Trois sièges : c’est tout ce qui se dresse entre Blaine Higgs et un gouvernement majoritaire lors des élections provinciales de 2018 au Nouveau-Brunswick. Si les progressistes-conservateurs peuvent conserver tous les sièges qu’ils ont remportés lors de ce scrutin, c’est tout ce qui s’interposera entre Higgs et un gouvernement majoritaire le 14 septembre.

Alors, où le premier ministre sortant peut-il trouver ces trois sièges ? Et où le chef libéral Kevin Vickers doit-il chercher à gagner du terrain pour espérer former son propre gouvernement? L’analyste des sondages à CBC, Eric Grenier, fait le point sur la situation.

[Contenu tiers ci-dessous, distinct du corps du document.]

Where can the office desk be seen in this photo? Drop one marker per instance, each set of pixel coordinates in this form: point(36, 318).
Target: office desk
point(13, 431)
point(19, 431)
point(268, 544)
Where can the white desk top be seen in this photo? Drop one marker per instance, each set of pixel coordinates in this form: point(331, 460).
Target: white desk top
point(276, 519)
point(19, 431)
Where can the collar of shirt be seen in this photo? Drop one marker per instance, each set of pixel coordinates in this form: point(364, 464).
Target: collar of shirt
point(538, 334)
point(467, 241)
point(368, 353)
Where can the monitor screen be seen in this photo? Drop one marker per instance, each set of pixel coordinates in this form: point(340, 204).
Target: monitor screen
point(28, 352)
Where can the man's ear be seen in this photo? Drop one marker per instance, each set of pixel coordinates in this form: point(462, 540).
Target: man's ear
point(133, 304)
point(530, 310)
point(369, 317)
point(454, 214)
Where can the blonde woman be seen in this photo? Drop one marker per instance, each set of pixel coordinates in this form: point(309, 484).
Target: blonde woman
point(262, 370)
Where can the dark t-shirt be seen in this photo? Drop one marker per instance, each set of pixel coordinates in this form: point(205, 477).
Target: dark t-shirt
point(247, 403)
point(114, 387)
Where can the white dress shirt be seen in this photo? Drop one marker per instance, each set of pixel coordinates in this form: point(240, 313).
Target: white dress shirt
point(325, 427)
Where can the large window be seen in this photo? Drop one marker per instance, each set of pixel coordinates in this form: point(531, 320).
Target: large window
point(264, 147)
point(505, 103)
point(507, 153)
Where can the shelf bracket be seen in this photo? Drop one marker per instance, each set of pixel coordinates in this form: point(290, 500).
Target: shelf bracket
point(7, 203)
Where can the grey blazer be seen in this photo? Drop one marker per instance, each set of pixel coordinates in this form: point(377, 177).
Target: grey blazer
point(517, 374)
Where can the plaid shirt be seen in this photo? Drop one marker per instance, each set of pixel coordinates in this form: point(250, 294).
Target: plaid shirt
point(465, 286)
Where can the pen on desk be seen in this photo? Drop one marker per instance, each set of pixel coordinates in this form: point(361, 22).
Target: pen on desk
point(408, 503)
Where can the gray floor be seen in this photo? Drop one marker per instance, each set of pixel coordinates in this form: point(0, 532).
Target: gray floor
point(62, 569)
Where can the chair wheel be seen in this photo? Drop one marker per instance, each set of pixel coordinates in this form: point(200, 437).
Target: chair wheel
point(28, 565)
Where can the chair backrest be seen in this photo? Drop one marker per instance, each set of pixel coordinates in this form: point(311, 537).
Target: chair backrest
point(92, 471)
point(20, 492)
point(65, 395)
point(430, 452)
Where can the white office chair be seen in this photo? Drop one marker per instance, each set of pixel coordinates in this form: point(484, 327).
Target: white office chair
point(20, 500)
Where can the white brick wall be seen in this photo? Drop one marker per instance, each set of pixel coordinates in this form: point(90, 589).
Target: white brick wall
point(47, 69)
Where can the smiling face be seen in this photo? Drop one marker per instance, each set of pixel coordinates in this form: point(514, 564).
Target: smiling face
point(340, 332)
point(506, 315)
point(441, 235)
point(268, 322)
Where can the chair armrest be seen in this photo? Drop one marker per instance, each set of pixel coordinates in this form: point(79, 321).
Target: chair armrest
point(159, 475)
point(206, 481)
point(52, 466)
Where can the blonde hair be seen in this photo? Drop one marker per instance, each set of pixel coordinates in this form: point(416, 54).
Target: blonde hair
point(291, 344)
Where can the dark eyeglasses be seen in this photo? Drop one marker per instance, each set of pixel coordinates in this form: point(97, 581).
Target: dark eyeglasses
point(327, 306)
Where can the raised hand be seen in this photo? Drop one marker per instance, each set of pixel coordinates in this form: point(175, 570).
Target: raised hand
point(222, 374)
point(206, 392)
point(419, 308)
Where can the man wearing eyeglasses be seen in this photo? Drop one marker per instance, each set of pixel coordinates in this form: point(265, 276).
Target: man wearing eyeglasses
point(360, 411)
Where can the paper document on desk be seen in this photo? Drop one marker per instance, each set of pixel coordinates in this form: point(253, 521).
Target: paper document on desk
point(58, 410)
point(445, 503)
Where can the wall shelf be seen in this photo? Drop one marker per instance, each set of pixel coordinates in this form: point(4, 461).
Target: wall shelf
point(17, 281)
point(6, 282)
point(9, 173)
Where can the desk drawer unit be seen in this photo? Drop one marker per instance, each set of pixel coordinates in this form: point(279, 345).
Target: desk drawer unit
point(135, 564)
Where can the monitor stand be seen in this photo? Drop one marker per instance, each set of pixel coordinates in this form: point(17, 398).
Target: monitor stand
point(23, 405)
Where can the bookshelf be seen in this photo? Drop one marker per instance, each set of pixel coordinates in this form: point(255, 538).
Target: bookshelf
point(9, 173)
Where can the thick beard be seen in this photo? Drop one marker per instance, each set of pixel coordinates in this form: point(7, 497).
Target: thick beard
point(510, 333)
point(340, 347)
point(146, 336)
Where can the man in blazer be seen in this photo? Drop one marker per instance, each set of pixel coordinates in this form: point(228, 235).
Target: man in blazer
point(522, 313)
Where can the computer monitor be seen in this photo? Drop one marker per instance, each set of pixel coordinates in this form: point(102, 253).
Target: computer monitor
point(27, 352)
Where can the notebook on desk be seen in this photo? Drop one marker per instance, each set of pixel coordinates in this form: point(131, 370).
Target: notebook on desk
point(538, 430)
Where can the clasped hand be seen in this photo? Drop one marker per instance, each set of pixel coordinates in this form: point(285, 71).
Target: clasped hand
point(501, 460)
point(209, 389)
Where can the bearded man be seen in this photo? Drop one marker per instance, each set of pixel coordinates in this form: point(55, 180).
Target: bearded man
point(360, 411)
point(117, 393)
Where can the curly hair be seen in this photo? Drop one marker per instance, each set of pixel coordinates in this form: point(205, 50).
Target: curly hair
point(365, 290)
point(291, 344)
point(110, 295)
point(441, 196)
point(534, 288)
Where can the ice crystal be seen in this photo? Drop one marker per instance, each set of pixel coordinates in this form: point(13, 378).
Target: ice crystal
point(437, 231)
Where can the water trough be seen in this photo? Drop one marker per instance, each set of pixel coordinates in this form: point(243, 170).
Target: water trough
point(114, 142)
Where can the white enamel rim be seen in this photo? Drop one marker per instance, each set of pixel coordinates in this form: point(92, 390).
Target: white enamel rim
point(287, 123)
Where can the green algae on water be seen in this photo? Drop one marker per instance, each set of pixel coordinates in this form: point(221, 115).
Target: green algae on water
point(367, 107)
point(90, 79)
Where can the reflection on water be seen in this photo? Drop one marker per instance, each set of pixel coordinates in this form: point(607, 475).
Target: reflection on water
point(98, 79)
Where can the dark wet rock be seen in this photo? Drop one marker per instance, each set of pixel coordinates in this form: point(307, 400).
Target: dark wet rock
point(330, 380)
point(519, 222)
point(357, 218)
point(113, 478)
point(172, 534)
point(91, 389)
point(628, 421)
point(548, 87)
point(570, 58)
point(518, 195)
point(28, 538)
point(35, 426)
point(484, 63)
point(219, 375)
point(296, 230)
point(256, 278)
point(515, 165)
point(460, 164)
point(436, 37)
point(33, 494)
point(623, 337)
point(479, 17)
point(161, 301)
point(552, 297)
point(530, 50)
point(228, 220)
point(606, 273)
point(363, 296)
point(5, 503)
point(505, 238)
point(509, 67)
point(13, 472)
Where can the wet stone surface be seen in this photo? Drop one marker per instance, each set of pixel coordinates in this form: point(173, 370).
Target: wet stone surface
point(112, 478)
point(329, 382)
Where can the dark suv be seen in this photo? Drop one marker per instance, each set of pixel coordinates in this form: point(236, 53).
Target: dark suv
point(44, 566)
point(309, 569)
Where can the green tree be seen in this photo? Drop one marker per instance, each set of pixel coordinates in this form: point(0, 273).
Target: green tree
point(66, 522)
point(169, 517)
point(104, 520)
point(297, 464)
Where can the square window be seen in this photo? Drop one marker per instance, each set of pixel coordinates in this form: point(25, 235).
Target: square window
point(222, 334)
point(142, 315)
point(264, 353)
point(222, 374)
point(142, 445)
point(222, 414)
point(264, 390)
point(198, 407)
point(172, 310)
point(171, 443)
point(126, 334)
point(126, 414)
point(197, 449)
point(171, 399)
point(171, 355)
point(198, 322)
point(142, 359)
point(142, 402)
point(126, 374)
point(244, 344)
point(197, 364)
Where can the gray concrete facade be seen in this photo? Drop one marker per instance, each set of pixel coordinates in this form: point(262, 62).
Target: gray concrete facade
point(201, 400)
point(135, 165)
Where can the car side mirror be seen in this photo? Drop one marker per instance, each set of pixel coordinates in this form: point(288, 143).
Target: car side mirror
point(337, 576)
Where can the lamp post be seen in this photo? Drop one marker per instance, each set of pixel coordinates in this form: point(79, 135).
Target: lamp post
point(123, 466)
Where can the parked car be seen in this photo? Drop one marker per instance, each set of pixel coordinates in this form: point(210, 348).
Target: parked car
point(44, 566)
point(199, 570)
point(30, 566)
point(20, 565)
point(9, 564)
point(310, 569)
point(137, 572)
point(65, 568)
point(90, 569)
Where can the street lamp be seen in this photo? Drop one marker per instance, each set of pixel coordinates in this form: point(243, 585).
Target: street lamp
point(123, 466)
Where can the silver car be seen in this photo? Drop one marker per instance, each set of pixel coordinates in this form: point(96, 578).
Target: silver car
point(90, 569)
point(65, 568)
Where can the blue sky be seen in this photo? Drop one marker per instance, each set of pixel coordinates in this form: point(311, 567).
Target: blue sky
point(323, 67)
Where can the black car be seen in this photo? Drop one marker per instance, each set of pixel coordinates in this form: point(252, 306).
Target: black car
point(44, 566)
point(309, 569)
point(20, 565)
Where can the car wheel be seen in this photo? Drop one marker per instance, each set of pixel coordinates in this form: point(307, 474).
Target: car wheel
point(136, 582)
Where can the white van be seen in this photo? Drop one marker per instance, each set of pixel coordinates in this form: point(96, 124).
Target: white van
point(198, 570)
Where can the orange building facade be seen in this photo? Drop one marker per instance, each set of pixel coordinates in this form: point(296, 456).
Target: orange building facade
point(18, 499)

Il n’est pas certain que les progressistes-conservateurs pourront gagner les 22 sièges qu’ils ont remportés en 2018. Robert Gauvin a été élu dans la circonscription de Shippagan-Lamèque-Miscou en grande partie grâce à sa feuille de route personnelle, mais il a quitté le cabinet et le caucus du parti en février en raison de l’annonce de la fermeture de six services d’urgence de nuit – annonce qui ne s’est finalement pas concrétisée.

M. Gauvin se présente maintenant pour les libéraux dans la circonscription de Baie-de-Shédiac-Dieppe et le parti de Blaine Higgs aura du mal à faire élire leur candidat dans Shippagan-Lamèque-Miscou, selon Eric Grenier.

Cela porte à quatre le nombre de sièges que les bleus auraient à gagner pour être majoritaires.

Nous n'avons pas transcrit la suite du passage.